Belluno, norme impossibili per bar e ristoranti: «Uno su due non potrà ripartire»

BELLUNO. «Con quattro metri quadri ogni tavolo, un ristorante ogni due è costretto a non riaprire». È perentoria, in questo “de profundis”, Rosanna Roma, del Dolada, responsabile provinciale della Fipe. Giovanni Zubiolo, invece, conduce in città la storica Enoteca Mazzini: «Abbiamo 45 posti, fra l’interno e la terrazza. Con le misure di garanzia di cui sento parlare, dimezzeremo, anzi probabilmente arriveremo a un terzo. All’esterno ci starebbero solo tre tavoli».
Ecco il problema: il distanziamento. È questa la grande paura che sta catturando ristoratori e baristi, fino a schiacciarli nel dubbio se riaprire o no da lunedì prossimo. Luca Dal Poz, direttore di Confcommercio Belluno, è sommerso dalle telefonate di chiarimenti. Gli viene chiesto di tutto, ma confessa che il terrore di chi gestisce un pubblico esercizio è di dover abbandonare il campo anzitempo. La Fase2 continuerà fino al 31 luglio, ma potrebbe essere prorogata.
«Vogliono che si tenga chiuso per evitare ogni pericolo? Pronti a farlo, però che ci paghino. E non con 800 euro o, peggio, con 600», sbotta Zubiolo. «Abbiamo bisogno di chiarezza. Ma non da sabato o peggio domenica prossimi, da subito, perché», spiega il gestore del Mazzini, «dobbiamo decidere che cosa fare quanto personale (non) assumere».
La sua enoteca è un locale di ampia frequentazione, specie giovanile. «Da lunedì i ragazzi, i giovani non potranno più raggiungerci in compagnia, ma da soli, a un metro di distanza l’uno dall’altro».

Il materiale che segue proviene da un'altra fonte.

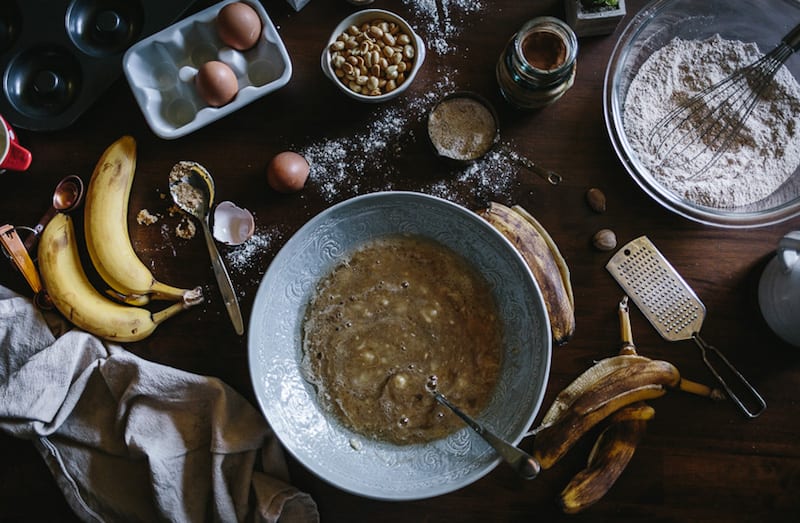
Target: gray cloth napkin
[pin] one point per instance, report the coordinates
(131, 440)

Ed ecco un altro problema che farà la differenza. Chi controllerà chi? E come? «Dobbiamo assumere un collaboratore solo per verificare che il cliente porti la mascherina e i guanti e che se ne stia a un metro dall’amico o dall’amica?». Gravi incognite, quindi, sulla ripartenza.

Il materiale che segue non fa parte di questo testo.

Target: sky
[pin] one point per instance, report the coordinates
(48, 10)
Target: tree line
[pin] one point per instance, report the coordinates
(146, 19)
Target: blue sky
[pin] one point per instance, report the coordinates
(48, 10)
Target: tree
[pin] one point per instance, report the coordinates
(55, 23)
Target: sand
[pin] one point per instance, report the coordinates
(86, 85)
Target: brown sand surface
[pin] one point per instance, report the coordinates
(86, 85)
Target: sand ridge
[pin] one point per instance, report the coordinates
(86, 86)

Rossana Roma, a Pieve d’Alpago, ammette di sentirsi sufficientemente tranquilla per gli ampi spazi del Dolada. «Siamo fortunati, ma io devo anche pensare alle tante trattorie, ai piccoli ristoranti, ai bar che noi rappresentiamo e che si troveranno nelle condizioni di una sopravvivenza improponibile e inaccettabile».
Con metà commensali, con la speranza che il prossimo Dpcm non li riduca a un terzo, è impossibile pagare le spese fisse. In tanti casi solo il pieno consente di pareggiare spese e entrate. Le tre cameriere di una media trattoria si ridurranno a una, secondo i calcoli della Fipe, semmai a una e mezza, integrando con un’avventizia per il fine settimana. Non possono rappresentare una soluzione i doppi turni, o anche i tripli come succede lassù in montagna, in malghe e rifugi. «La pizzeria potrà farlo, ma con difficoltà, perché tra un cliente e l’altro bisognerà procedere alla sanificazione. Ma proprio tante pizzerie», ammette Roma, «riuscivano a vivere grazie al doppio turno, però solo col pienone».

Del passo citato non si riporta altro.